"Parto no Cortiço", de Ricardo Lobo. Xilogravura (40cm x 30cm). Premiada no Salão do Centro Cultural Brasil/EUA, Santos. 1992 |
Assim como a renúncia e a sucessão de seu governo, Luiz Henrique da Silveira tratou a concessão do abono de R$ 2 mil reais para oficiais da pior forma possível. Está sendo um parto complicado demais: negociações cheias de idas e vindas, muitos mistérios e quase nenhuma informação concreta. Boatos também não faltaram.
Ainda em dezembro do ano passado, a Secretaria da Fazenda arquivou processo da Secretaria de Segurança Pública que pedia a concessão do abono. O motivo? Falta de recursos em caixa. Não seria dessa vez que o governo iria parir a criança.
Numa conta simples, o abono para 1.140 oficias da Polícia Militar e do Corpo de Bombeiros, da ativa e da reserva, representaria um acréscimo de R$ 2.280.000,00.
A esperança do oficialato estava com o próprio governador, que prometera, no final do ano passado, reajuste para março desse ano.
O sexo da criança
Do ano passado até hoje, nos corredores do Centro Administrativo, da Assembleia Legislativa e dos quartéis circularam muitas versões dos valores de abonos: R$ 2 mil para os oficiais e R$ 500 para os praças; R$ 2 mil para coronéis e diminuindo o valor até R$ 250 para soldados; e, a última, R$ 2 mil para oficias, divididos em oito vezes, e R$ 250 para praças, em uma única etapa.
Para os praças, os comandantes, naquele tom paternal, argumentavam que eles iriam levar vantagem com essa fórmula, pois a quantia a ser recebida vai ser paga à vista, em apenas uma parcela, enquanto a bolada dos oficias vai ser dividida em oito vezes (!).
Houve ainda boatos de que o abono seria pago somente em outubro de 2010 ou julho de 2011.
Desgosto
Da forma que for paga e a quantidade que chegar vai representar um "cala boca" para a categoria, que almeja paridade com os delegados da Polícia Civil.
Isso quer dizer que, mesmo recebendo o dinheiro, o oficialato ainda vai ficar em desgosto. É um dos poucos casos que uma categoria fica triste com aumento salarial. O estrago moral e o abatimento político já está feito.
A explicação é a seguinte: a Polícia Militar (leia-se, os oficiais) está se sentindo uma instituição de segunda categoria, pois recebeu tratamento de terceira. (É como aquela moça solteira, abandonada pelo namorado, que dá a luz à uma criança no corredor de um hospital público sucateado.) Enquanto a Polícia Civil (leia-se, os delegados) receberam o abono ainda em novembro passado.
Não quero
A repulsa é tão grande que um coronel da reserva chegou a remeter carta ao governador abrindo mão do abono. Escreveu o coronel Carlos Hugo Stockler de Souza:
(...)
Assim procedo in memoriam à estirpe, dos inesquecíveis empedernidos e altivos camaradas da antiga Força Pública. Oficiais como um Lopes Veira que ante a negação de um pedido de calçados para a tropa deixou recado ao governador que desfilaria com ele a testa da tropa descalços pelo centro da Capital.
(...)
Macular todo este histórico quebrando a altivez de uma classe com miseras prestações é nos relegar a condição de MERCENÁRIOS de uma sociedade.
(...)
Sua maestria maquiavélica priorizando a Policia Civil concedendo-lhe de imediato o merecido abono em detrimento á nossa PM bem mais antiga, tem sentido justificável no conceito da atual desprestigiada e chã política.
(...)
No clã civil moram votos que não se calam não forem suas reivindicações atendidas.

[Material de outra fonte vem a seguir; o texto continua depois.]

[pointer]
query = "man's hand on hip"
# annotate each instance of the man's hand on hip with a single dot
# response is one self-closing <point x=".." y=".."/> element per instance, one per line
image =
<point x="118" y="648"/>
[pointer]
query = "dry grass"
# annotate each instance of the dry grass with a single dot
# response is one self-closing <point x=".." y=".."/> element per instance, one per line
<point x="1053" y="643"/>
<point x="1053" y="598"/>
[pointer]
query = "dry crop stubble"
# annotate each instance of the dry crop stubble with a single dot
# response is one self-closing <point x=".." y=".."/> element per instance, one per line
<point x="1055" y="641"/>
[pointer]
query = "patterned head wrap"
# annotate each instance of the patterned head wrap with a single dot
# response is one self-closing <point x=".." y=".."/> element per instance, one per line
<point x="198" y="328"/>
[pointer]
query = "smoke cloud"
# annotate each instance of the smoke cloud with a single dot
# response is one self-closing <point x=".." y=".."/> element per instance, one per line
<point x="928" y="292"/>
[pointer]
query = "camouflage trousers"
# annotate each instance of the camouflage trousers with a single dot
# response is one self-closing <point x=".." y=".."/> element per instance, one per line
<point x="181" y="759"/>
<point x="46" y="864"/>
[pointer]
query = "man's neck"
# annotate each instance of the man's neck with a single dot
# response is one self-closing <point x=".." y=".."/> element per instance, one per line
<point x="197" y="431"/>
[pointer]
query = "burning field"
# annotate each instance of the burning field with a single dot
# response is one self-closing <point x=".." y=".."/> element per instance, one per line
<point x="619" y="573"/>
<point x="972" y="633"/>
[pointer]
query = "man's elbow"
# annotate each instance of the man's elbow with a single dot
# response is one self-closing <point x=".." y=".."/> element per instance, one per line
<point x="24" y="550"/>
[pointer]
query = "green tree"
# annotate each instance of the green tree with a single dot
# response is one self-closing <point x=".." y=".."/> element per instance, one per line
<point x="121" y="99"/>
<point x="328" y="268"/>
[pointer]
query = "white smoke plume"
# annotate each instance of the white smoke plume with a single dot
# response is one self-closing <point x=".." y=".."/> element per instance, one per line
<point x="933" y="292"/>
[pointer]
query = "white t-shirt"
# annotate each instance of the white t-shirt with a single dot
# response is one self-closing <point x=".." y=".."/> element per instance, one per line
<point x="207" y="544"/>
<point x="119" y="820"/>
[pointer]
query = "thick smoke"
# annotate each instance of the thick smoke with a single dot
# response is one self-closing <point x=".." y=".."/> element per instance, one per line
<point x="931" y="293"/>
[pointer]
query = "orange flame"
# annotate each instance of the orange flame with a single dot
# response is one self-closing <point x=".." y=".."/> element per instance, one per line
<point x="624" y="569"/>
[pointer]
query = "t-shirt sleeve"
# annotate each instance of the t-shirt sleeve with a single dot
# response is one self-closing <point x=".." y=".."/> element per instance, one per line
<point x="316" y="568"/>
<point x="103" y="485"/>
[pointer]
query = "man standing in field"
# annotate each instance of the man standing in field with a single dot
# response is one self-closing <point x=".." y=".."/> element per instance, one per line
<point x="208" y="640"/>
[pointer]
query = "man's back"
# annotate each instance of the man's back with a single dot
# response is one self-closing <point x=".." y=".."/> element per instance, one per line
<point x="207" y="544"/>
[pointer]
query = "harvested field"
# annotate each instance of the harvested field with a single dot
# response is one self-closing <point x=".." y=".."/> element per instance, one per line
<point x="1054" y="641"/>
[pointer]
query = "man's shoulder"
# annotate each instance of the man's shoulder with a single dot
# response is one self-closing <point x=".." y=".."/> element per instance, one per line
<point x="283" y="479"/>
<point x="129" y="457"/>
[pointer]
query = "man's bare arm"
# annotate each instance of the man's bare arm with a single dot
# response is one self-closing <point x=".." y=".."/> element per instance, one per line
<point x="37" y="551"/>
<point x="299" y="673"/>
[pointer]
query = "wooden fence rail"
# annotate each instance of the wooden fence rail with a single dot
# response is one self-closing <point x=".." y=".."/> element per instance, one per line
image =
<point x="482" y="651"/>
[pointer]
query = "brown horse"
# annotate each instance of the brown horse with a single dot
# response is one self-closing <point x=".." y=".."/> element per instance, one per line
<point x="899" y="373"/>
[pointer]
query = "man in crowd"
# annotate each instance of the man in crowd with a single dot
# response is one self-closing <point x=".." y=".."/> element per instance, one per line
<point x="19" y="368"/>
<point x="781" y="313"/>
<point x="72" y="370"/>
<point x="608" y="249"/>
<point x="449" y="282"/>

Já na PM a mordaça da hierarquia lhe garante a imunidade de quaisquer manifestações contrarias.
Comando
Em março, os coronéis Celso Dorian de Oliveira, chefe do Estado-maior, e Marlon Teza, presidente da Acors, circularam pelos corredores da Assembleia Legislativa para buscar apoio. Ambos, além dos coronéis Luiz da Silva Maciel (subcomandante) e Fernando Rodrigues de Menezes (ajudante-geral), estão muito interessados em ver os abonos em vigor. Primeiro porque contribui financeiramente com a vida do oficialato e de suas próprias, e, segundo, porque querem ser o "pai da criança" e se cacifarem para assumir o comando-geral da PM. O atual titular do cargo não se apresentou.
Seja como for, venha como vier, na quinta-feira (25), essa criança, vítima de um parto retardado, pode até ganhar um pai biológico, mas vai viver como uma enjeitada - e sofrer muita rejeição.